The interaction between salt and live yeast creates a chemical process called autolysis. Autolysis is essentially the self-destruction or self-digestion of an organism by its own enzymes. Salt does not "kill" yeast as much as it causes the live yeast's digestive enzymes to eat themselves. The result is an inactive yeast with a different concentration of proteins. This new food product can be further processed to create a yeast extract.
Many people may not recognize autolyzed yeast as an ingredient in many of their favorite processed foods, but they might recognize an ingredient derived from it: MSG, or monosodium glutamate. Both are used as flavor enhancers in processed foods. Autolyzed yeast extract is also used by itself in processed food spreads such as Vegemite. Because of its high protein content, this yeast generally has a hearty flavor similar to beef, which is why it is often used to give processed foods a meaty or savory undertone.
Both MSG and autolyzed yeast enhance the flavor of food by chemically altering the consumer's taste buds. Even though they are both often used for the same purpose, they are not exactly the same. Autolyzed yeast has a substantial amount of glutamate, but it comes nowhere close to the amount found in MSG. MSG is very concentrated and almost entirely composed of glutamates.

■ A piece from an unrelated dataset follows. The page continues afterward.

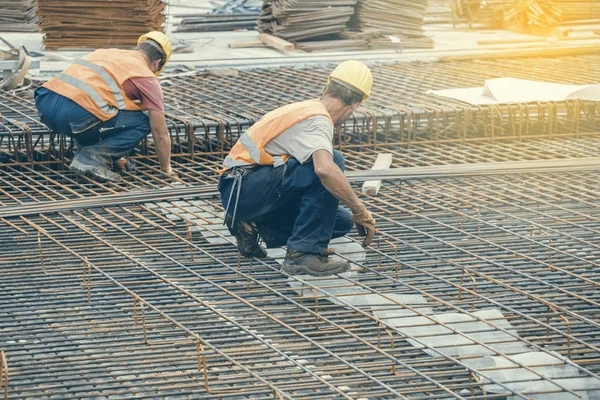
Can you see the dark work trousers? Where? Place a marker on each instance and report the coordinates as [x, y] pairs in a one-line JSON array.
[[62, 115], [289, 205]]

There is some controversy over the use of autolyzed yeast and other flavor enhancers, however. A number of people are extremely sensitive to MSG, which can trigger a condition known as a "Chinese restaurant headache." Specifically, the sodium and the glutamates can trigger an allergic reaction in certain people.
US Food and Drug Administration (FDA) requires manufacturers to list added MSG as an ingredient on the packaging of products. MSG is also found naturally in some foods and when a food product contains naturally found MSG, the FDA does not require that it be listed on the packaging. However, manufacturers cannot claim that their products are free of MSG, even if the MSG is found naturally in the ingredients.